Mongodb backup node data directory is inconsistent with primary node data size

  mongodb, question

Ask the great god to dispel doubts:
Two mongodb nodes, active and standby mode, check the data directory found under the two nodes:
The main node data directory is 23GB, and the directory details are as follows:

The backup node data directory is 11GB, with details as follows:

The amount of data in db.collection.stats () is consistent. what is the reason? Are there relevant resources available?

On the other hand, MongoDB has seen master/slave replication in history (in fact, it still exists today). Strictly speaking, the main equipment usually refers to that thing. We are basically using a replica set.

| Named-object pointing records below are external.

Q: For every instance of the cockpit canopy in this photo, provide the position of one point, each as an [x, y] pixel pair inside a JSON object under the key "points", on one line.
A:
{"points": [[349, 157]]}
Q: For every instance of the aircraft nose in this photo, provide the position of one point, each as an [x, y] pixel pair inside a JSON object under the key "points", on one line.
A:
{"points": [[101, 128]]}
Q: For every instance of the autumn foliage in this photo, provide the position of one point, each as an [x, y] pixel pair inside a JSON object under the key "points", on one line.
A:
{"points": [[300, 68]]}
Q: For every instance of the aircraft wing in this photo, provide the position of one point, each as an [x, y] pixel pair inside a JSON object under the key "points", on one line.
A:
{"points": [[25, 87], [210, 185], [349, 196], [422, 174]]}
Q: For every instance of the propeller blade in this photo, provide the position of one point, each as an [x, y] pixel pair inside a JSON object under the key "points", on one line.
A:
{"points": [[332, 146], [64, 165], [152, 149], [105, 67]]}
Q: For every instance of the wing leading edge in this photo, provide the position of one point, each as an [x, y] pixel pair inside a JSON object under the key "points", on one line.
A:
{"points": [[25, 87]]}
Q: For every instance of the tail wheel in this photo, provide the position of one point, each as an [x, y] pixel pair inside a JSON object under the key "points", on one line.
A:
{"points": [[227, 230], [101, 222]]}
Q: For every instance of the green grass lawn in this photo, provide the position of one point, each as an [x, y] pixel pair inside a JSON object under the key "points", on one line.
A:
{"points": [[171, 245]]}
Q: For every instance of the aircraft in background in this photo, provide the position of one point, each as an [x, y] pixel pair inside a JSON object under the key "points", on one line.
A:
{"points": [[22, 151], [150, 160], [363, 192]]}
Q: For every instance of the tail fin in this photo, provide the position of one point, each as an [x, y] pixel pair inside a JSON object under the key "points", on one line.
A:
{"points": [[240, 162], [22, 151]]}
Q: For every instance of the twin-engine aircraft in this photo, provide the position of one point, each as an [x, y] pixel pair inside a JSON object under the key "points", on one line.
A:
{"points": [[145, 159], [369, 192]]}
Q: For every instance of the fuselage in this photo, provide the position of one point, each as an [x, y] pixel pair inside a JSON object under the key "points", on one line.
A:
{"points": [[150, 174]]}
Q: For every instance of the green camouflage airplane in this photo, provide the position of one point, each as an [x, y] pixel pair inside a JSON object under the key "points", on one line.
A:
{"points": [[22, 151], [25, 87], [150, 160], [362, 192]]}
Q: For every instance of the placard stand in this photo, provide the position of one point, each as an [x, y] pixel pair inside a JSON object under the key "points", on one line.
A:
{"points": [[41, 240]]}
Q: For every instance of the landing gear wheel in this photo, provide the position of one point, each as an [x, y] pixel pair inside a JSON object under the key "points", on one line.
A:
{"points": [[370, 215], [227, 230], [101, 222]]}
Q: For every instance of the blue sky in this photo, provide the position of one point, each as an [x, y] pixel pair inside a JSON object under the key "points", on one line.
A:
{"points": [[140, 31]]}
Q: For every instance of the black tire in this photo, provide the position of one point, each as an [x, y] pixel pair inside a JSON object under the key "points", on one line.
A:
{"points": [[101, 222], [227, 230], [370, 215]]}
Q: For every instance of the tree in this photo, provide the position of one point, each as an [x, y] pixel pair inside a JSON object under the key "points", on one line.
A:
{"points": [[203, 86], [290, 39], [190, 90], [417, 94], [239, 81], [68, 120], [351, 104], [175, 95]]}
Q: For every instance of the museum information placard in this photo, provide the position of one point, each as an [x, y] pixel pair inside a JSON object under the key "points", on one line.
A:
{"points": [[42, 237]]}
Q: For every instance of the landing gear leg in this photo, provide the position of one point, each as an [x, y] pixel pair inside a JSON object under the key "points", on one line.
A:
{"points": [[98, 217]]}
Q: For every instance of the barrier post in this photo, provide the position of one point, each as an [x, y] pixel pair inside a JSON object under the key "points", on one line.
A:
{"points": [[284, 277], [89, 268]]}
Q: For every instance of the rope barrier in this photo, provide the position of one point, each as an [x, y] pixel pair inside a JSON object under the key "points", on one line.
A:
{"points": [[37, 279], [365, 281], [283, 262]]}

Besides, your situation is actually normal. The principle is the same as that your disk will have fragments when it is used for a long time. Especially if you have deleted data on a large scale. Simply explain, suppose your table has a total of 4 documents, doc1/doc2/doc3/doc4. the order of storage on disk is:
Now that you have deleted doc2, the space usage on the disk becomes:
Doc1| (blank) |doc3|doc4
There is no way for the system to free up this empty space unless you clean up the disk and move the empty space to the last place:
Doc1|doc3|doc4| (blank)
Then the system can truncate the space at the end of the file and free this space. It can be seen that moving the blank to the end of the file is a rather time-consuming and laborious operation, and the simplest way is to move all the subsequent documents forward in order to fill in the blank left by doc2 (doc3/doc4 is moved forward as shown above). However, this involves a large amount of disk I/O, which will have a serious impact on performance. Of course, there are many other methods for defragmenting the disk, but either one will cause serious I/O impact, so generally we will not carry out such defragmentation. The way to defragment is:Compact command. As mentioned earlier, this operation is generally only performed during maintenance time because it will have a serious impact on performance. Even if you don’t do this, the system will know which places are blank. When new documents come in, it will try to reuse these blank parts to maximize space utilization. However, no matter how good the algorithm is, space reuse cannot be 100%, because new documents can never be exactly the same size as previously deleted documents, so only a larger space can be found to use than new documents, thus leaving a smaller and more difficult to reuse fragment.
Another alternative is to delete the node content and synchronize again. Because synchronization is equivalent to grabbing all documents once and rewriting them to disk one by one, the documents are arranged compactly on disk after synchronization is completed, which is equivalent to defragmentation. Moreover, in this process, the slave node is affected, and it does not provide services to the outside in the synchronization process, so the impact on the line is minimal. However, note that it will also affect the master node, because it has to read all the data on the master node, and I/O rise of the master node is inevitable.

Finally, back to your question, why the slave node is smaller than the master node should have been explained clearly above.